ZibraZibra aren't just about blippy electronics and 808 kicks, though; they're equally enamored of that other '80s artifact, hair metal guitar. Squealing pinch harmonics and pointy headstocks that could put someone's eye out are in force on "The Earth Is a Clock," a track that wouldn't feel out of place on the Transformers soundtrack—the original cartoon version, not Michael Bay's recent summer blockbuster. The album's high point is "Cruisin'," an updated take on War's "Lowrider" overflowing with fuzzed-out synth bass, pitch-shifted baritone vocals, and singer Neil Zumwalde's breezy and aloof foreign language hook.

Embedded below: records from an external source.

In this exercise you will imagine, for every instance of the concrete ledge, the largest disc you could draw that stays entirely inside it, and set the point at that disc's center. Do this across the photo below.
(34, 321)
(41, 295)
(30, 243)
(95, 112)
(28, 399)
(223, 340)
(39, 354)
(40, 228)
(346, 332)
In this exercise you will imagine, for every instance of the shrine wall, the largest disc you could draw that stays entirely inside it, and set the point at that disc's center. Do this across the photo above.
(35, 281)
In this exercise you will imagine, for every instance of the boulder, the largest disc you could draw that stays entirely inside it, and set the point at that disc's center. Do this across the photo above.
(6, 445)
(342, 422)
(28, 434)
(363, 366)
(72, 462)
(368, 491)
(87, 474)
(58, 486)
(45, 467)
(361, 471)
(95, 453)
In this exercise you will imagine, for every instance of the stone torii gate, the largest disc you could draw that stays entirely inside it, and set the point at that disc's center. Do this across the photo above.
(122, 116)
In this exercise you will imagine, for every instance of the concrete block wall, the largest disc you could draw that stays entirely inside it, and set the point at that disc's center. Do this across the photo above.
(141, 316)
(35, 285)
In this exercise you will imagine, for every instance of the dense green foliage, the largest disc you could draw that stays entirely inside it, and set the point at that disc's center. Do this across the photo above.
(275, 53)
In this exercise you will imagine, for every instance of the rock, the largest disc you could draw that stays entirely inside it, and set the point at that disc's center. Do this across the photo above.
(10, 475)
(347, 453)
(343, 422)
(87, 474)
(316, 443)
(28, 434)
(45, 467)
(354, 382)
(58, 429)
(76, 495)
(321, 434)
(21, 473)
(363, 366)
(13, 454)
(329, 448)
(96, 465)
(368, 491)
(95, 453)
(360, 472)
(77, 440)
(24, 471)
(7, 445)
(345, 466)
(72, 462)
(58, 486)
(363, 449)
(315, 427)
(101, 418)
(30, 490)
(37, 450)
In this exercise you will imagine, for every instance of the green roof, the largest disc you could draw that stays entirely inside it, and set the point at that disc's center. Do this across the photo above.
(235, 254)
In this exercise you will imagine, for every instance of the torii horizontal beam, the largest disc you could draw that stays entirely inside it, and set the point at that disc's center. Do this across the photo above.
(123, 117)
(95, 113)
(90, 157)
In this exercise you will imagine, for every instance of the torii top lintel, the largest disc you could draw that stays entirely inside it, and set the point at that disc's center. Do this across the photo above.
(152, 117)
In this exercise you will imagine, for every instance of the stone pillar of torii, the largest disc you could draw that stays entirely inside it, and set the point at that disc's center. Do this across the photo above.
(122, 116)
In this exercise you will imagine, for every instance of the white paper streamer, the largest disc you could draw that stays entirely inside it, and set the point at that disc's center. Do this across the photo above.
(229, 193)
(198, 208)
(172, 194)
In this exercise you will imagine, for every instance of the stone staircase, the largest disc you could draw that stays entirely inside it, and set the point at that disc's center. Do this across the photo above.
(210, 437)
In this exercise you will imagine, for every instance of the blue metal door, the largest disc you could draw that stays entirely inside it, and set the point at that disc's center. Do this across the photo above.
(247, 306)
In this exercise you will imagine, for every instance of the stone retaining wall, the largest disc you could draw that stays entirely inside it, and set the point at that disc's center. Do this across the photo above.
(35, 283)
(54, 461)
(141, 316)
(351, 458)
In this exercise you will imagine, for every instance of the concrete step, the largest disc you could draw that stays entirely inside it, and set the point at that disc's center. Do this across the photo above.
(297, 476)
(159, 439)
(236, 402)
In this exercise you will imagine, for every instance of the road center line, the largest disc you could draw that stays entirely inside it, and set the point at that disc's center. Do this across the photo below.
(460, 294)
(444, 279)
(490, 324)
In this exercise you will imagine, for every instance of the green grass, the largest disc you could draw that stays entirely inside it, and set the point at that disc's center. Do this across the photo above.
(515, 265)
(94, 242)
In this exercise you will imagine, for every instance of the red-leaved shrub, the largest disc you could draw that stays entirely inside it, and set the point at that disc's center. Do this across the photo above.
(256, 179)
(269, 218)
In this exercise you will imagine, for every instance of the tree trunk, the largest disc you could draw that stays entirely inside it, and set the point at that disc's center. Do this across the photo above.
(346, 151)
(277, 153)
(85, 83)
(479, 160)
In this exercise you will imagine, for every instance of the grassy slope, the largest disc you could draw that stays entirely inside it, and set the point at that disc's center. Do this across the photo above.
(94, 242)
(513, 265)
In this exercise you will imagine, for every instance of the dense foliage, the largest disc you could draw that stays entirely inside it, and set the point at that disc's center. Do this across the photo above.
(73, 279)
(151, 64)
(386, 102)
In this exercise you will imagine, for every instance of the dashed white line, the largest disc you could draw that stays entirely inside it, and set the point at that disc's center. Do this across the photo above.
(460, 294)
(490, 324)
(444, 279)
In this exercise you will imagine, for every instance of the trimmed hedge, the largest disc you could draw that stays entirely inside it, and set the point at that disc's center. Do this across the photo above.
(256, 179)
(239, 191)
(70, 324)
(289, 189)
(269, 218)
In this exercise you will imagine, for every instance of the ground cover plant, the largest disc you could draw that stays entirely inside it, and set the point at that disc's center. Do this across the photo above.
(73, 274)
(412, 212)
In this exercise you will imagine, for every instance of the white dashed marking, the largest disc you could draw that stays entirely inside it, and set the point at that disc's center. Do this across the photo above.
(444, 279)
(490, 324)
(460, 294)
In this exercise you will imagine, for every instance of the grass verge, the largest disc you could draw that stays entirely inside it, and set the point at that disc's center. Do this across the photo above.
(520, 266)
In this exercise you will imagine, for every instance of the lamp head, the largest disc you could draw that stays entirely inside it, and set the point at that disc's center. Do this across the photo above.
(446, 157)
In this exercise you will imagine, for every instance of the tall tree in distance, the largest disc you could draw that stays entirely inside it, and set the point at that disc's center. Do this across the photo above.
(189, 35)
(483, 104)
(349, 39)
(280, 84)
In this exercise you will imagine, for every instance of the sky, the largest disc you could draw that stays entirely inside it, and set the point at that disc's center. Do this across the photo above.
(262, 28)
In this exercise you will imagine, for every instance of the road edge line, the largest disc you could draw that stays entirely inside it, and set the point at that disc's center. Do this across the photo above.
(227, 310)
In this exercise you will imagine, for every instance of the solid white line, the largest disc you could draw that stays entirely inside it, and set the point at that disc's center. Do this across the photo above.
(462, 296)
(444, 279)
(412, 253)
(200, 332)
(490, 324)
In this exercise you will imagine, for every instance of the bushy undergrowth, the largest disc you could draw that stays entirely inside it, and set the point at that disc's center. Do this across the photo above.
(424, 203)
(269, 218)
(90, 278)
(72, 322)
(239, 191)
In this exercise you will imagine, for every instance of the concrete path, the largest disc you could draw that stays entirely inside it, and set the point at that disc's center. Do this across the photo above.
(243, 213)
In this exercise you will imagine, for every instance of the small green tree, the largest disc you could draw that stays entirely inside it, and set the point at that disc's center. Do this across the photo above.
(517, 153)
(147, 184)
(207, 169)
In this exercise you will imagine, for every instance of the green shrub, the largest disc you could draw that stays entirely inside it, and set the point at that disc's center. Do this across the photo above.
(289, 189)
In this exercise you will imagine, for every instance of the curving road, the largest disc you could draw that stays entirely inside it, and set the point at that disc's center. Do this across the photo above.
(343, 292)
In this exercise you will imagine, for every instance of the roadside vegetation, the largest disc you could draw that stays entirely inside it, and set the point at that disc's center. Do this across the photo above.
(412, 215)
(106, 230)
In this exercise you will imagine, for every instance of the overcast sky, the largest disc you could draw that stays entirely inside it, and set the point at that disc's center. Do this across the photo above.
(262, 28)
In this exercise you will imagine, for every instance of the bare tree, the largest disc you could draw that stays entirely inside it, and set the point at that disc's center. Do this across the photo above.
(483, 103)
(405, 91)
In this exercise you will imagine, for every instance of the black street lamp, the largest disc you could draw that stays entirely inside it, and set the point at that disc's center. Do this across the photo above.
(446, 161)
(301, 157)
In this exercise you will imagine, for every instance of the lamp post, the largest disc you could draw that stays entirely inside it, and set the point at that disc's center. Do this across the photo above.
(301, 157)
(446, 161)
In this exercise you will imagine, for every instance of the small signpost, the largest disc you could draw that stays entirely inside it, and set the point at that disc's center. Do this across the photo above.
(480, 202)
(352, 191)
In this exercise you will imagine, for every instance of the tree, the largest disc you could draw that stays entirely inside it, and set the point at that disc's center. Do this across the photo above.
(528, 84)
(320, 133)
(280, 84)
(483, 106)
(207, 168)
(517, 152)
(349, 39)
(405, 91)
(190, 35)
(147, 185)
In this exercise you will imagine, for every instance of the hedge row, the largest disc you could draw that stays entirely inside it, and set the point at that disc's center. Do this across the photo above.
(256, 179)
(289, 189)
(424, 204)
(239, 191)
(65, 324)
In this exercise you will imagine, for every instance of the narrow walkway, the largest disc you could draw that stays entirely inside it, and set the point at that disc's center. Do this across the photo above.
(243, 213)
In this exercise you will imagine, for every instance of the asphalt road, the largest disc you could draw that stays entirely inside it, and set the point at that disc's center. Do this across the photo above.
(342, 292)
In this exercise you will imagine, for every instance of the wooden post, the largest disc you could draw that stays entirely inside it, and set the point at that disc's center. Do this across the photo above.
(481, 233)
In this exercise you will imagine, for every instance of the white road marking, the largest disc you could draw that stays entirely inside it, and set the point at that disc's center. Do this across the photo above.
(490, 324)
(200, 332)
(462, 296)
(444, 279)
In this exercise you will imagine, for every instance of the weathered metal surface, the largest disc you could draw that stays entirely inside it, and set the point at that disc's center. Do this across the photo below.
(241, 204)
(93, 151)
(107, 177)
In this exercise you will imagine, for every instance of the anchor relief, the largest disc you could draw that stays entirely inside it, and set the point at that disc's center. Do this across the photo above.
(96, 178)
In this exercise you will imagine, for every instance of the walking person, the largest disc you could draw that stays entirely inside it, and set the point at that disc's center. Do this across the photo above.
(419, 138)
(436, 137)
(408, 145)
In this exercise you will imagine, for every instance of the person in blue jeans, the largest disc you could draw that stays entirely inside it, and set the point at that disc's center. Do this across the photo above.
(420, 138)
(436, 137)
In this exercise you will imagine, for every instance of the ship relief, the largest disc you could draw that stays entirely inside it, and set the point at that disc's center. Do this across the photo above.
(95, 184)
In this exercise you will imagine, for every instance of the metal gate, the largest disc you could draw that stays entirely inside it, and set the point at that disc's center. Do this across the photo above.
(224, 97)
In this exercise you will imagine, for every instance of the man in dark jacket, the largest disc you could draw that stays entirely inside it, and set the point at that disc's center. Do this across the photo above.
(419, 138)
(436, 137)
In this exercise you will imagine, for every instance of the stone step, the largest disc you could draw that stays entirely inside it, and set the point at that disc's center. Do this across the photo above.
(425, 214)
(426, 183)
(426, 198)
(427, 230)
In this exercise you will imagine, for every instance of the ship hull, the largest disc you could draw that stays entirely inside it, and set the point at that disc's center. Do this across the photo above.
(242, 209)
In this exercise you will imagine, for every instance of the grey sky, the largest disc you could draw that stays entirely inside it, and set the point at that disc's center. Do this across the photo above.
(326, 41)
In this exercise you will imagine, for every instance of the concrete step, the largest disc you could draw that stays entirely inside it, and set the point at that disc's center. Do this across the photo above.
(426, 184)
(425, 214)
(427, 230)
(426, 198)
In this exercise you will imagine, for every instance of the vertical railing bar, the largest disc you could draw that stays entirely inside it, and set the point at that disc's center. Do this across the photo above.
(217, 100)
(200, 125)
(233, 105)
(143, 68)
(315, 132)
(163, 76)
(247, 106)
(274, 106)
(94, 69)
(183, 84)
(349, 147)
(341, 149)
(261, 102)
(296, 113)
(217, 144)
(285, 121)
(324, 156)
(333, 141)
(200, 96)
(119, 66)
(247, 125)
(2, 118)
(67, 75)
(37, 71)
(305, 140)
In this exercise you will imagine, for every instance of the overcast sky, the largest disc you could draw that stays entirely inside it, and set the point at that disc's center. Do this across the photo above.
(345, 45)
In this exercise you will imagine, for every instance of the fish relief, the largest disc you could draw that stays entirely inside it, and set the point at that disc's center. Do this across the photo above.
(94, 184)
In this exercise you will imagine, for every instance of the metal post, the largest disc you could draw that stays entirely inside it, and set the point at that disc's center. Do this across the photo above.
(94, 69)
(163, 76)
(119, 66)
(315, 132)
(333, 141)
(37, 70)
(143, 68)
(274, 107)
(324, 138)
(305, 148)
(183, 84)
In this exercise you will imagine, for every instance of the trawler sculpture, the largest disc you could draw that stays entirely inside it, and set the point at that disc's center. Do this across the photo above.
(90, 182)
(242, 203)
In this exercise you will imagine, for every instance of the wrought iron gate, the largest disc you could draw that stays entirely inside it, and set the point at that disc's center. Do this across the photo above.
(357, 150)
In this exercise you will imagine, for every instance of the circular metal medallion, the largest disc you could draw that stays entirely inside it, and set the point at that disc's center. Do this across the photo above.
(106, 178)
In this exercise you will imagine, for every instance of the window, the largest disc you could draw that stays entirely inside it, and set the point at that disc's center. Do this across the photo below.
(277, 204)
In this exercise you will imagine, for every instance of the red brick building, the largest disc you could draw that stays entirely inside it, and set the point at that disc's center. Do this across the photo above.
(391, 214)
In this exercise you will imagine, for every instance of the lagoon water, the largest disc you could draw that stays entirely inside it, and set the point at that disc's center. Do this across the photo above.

So if ZibraZibra set out to make a record equal parts new wave, hair metal, space disco, and electro, 777 is a success. But it fails to transcend its component genres to create something truly new-sounding. Music that brazenly mines the past for inspiration (the Black Keys' take on garage blues, Wolfmother's gargantuan arena rock) is most successful when it can do more than just mimic or parody its source material. Maybe that's a lot to expect from recent high school graduates, though. There's no denying they already know how to put on an outrageous and exuberant live show, even if their recorded work remains, for the time, somewhat less than transcendent.